Typical bunch of evo myths if you ask me. None of the references or the participants on the thread has offered evidence for these supposed mutations that have made lactose tolerance possible, or for the time period in which this supposedly happened in certain parts of the world. It's asserted and believed and that's it.
Are these mutations the addition of specific alleles for a specific gene or exactly what are they? And how do you know they are mutations?
I would of course have my own usual guess. The ability to digest milk would have to have been built in to the human genome because milk is such a nutritious food.
Abraham served it to his guests about 4000 years ago:
Gen 18:8 And he took butter, and milk, and the calf which he had dressed, and set it before them; and he stood by them under the tree, and they did eat.
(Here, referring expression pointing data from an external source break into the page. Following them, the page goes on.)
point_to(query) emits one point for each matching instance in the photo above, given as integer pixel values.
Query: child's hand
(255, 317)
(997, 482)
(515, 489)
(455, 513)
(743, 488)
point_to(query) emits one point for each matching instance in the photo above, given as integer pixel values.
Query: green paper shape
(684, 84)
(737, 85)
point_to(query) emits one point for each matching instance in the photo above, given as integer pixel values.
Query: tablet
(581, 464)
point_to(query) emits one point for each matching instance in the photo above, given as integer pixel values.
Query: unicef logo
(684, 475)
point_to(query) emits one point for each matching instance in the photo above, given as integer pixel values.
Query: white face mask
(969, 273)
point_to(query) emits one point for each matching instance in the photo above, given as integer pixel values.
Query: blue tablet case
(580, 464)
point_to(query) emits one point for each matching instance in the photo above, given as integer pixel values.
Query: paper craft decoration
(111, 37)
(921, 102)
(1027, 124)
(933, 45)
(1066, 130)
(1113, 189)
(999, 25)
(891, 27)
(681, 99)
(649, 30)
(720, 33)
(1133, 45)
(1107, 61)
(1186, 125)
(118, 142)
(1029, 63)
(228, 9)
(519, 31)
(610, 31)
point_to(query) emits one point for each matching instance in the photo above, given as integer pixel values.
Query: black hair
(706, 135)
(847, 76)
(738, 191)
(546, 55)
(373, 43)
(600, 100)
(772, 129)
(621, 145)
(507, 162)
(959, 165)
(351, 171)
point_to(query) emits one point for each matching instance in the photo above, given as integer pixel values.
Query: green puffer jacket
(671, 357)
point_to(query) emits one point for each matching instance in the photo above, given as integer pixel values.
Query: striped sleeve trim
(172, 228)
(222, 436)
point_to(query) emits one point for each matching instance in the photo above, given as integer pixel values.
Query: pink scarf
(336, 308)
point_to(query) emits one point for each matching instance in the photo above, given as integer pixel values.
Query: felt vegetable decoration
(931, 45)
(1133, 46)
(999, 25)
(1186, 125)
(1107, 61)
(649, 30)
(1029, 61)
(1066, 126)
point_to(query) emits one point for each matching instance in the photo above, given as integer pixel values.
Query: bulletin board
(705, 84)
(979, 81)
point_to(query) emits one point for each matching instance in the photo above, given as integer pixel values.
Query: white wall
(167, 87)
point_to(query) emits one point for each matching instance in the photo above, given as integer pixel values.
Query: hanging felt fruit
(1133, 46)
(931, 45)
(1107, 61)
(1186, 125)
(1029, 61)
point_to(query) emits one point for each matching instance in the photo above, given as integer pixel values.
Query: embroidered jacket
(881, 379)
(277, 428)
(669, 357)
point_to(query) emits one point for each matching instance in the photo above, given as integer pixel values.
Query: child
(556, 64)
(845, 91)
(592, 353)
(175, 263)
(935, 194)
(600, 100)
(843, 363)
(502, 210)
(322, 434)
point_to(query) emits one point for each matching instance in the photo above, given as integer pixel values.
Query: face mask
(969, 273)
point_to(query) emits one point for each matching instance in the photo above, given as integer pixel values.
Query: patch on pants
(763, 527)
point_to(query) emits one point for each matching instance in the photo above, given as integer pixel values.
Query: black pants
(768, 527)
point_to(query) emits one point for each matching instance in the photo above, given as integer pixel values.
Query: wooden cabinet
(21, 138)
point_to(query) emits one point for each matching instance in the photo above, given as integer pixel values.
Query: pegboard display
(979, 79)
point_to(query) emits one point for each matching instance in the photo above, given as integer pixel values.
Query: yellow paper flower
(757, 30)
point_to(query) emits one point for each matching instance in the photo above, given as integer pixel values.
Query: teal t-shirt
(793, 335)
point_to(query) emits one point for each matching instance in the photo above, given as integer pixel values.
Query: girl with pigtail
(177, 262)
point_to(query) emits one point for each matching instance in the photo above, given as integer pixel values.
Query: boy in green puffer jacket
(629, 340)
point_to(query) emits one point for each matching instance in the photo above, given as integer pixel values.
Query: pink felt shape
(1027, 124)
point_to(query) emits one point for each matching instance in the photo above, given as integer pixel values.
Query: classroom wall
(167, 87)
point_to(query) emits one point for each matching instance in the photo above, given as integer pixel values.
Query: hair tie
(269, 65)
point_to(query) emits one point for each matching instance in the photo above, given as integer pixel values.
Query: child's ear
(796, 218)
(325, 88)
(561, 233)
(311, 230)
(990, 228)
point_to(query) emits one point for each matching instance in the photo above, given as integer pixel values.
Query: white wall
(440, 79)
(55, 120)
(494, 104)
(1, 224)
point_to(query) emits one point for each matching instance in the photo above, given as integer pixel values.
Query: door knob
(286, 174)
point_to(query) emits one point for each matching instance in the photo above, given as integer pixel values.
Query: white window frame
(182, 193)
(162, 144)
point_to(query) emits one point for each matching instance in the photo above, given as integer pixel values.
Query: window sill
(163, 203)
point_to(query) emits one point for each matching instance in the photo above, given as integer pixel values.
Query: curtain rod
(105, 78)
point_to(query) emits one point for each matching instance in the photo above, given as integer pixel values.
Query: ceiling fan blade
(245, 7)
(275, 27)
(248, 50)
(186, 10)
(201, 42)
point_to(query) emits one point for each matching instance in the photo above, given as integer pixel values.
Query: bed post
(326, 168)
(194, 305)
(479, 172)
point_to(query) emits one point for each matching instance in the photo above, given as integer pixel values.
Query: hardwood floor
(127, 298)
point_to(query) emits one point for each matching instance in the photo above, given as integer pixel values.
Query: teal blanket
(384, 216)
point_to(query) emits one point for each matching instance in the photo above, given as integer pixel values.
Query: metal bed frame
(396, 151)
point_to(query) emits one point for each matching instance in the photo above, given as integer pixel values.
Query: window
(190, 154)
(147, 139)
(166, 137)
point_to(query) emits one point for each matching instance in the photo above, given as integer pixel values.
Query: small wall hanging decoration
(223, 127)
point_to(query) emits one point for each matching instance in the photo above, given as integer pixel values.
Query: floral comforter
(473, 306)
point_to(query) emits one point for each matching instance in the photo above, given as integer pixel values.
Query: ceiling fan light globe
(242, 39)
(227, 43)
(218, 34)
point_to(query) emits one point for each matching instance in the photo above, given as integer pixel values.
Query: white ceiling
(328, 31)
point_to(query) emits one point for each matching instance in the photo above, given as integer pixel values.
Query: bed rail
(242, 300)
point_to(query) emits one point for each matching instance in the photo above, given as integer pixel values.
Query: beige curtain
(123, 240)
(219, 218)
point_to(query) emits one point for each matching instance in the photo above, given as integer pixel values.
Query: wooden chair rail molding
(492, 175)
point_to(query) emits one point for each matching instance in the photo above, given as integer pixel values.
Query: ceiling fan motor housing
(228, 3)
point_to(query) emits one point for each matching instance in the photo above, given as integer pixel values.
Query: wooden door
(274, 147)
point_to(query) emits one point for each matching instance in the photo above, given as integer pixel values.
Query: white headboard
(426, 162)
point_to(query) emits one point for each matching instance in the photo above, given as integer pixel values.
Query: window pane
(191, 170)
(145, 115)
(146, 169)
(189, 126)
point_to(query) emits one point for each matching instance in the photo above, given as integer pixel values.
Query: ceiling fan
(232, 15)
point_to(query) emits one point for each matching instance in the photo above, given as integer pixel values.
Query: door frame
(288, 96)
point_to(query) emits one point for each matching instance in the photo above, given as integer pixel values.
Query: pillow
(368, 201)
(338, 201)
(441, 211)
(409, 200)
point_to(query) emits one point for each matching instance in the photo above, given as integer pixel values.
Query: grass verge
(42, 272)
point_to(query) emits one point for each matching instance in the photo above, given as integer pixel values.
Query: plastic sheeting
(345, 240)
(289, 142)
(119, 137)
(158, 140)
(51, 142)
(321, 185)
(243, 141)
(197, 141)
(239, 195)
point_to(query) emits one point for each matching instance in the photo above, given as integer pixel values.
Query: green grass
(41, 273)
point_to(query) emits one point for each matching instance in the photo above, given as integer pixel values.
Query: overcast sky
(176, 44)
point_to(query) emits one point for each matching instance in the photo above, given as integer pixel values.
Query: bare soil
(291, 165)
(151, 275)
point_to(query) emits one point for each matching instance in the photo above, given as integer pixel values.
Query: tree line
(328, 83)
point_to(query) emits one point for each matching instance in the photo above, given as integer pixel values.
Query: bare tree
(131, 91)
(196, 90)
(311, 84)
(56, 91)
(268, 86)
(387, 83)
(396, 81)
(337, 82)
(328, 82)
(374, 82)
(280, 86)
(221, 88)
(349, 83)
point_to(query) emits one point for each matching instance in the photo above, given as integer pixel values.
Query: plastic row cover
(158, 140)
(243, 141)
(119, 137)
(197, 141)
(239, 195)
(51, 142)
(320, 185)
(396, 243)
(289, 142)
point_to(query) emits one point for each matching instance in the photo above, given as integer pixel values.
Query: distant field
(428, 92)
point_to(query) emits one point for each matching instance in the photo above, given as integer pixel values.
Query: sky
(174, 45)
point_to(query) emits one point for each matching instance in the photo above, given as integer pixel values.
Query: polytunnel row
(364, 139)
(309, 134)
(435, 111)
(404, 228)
And it's mentioned throughout the Bible, especially in the phrase "land of milk and honey" denoting a richly fertile land.
Therefore rather than the ability to digest it having been acquired here and there, I'd suppose it was lost here and there instead, just as I would suppose that we've lost all kinds of physical strengths we were originally endowed with, such as a functioning appendix, and what we've acquired, instead of any beneficial abilities, is our enormous collection of genetic diseases and other vulnerabilities. Seems to me junk DNA is most likely the record of what we've lost genetically over the millennia.
But let's see you all prove your thesis since so far it's only been assumed.
This is just the usual flimflam runaround. I believe it is your job to present whatever evidence you think you have so that a reader of the thread could follow it without having to open links. It's not my job to prove my argument, it's yours to prove the assertions on this thread before I joined it.